Snapchat has raised a $175 million funding from Fidelity Investments at a $16 billion valuation, the same as figure in May of 2015.

Most of the time, such a number would be a positive sign, but in this case, it appears to be more of a stagnation. In other words, investors could be starting to have doubts in the company's plans for the future.

With that said, Snapchat is not alone on this, as other technology companies are also experiencing a similar case, including Foursquare and Jawbone, to name a few.
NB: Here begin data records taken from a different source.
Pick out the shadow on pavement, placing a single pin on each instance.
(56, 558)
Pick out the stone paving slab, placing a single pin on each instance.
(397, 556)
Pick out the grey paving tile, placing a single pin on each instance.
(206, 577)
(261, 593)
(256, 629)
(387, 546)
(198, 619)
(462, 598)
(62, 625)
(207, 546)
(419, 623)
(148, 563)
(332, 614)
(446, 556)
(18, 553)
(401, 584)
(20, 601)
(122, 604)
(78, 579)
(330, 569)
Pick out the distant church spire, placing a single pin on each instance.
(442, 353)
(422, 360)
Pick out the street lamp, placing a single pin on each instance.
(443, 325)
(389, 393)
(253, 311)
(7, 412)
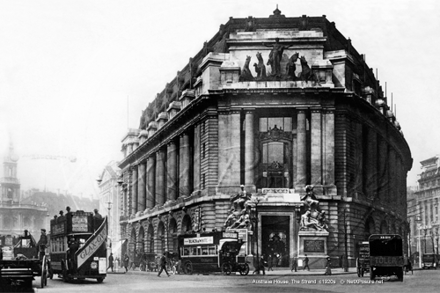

However, this flat valuation doesn't seem all too bad relatively.

The news first came about when The Wall Street Journal reported it, and according to a person familiar with the matter, Fidelity's investment is still part of the funding round from last year, as the company had already given the go-signal to sell these shares during the portion of that round.

All in all, Snapchat has raised a total of more than $1.2 billion in funding from various investors, including Alibaba Group Holding, Coatue Management, DST Global, General Catalyst Partners and Lightspeed Venture Partners.

Two people who are knowledgeable of the business told WSJ that some investors accepted common shares instead of preferred stock, despite the fact that holders of preferred shares have certain rights, including voting and receiving money first when an acquisition or liquidation occurs.

Snapchat is one of the biggest apps in the social media industry, where the CEO and co-founder of the company has just recently revealed that the video messaging app garners over 8 billion views each day.

"Since launching ads just over a year ago, Snapchat has continuously worked to strengthen its advertising team and product offerings, most recently restructuring the team," a spokesperson of Snapchat says.

On a related note, the company started to push more effort into providing brands more attention on the platform. Considering how Snapchat has more than 100 million daily active users, marketers will definitely find a prosperous venture on the platform.